Whether a borrower is purchasing a new home or refinancing an existing one their lender will require the purchase of a lender’s title insurance policy. Such a policy protects the lender from loss or damage resulting from liens, encumbrances, or defects in the title to the property given as security in exchange for loan. In much the same way title insurance can protect property owners too.
The first step in issuing a policy of title insurance is the title search. The closing attorney performs or orders the title search which includes a search of the tax and deed records for the property given as security.

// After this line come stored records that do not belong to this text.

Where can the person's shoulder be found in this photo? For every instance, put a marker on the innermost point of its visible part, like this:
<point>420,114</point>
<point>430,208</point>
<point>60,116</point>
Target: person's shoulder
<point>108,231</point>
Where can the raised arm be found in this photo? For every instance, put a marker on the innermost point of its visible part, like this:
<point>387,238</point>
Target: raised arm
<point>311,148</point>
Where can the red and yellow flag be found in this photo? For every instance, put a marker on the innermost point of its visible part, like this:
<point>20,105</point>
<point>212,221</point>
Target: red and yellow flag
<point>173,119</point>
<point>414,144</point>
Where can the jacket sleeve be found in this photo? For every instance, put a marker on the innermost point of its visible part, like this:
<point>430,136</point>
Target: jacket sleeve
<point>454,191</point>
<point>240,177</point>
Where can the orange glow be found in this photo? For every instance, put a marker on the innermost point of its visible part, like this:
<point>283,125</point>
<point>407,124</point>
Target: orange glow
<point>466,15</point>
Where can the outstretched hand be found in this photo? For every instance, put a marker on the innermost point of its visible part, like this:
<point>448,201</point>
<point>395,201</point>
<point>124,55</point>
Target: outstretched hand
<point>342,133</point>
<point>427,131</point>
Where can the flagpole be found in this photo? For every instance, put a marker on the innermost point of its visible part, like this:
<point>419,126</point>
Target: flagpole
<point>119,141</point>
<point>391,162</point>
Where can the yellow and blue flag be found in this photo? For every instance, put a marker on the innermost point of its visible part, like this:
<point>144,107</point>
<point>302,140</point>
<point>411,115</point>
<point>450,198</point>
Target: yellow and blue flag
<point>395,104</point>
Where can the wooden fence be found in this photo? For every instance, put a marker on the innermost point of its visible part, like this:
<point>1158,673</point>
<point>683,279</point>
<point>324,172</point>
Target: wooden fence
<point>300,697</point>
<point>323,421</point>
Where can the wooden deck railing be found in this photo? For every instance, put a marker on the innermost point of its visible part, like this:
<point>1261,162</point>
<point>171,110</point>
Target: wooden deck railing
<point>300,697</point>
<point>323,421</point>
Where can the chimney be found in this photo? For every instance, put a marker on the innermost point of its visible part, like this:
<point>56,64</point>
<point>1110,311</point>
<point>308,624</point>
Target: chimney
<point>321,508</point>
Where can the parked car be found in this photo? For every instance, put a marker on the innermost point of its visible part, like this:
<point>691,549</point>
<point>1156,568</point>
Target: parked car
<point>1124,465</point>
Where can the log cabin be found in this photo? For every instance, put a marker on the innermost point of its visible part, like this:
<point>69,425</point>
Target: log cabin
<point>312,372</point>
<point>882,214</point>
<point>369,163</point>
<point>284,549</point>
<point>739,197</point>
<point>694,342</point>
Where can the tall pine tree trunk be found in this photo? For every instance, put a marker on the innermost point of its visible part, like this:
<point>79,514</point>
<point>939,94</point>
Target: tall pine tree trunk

The search is to determine if any taxes are owed, the names of the property owners, and whether there are any existing liens on the property, including mortgages, judgments, and tax executions.
The most common problems uncovered by a title search involve missing releases or satisfactions for paid off liens or mortgages, followed by misspelled names and incorrect legal descriptions. Although infrequent, the most troublesome title issue to correct involves estates of deceased property owners. Prior to closing and issuing a title policy the closing attorney will work to correct any issues found during the title search. But even the best title search cannot uncover forgeries, unknown heirs, or misindexed documents. That’s where title insurance comes in.
Lenders rely on title insurance to protect their asset (the loan) and insure the marketability of the debt (most all loans are packaged and sold to an investor). Home owners when buying property should follow suit and protect themselves from loss too.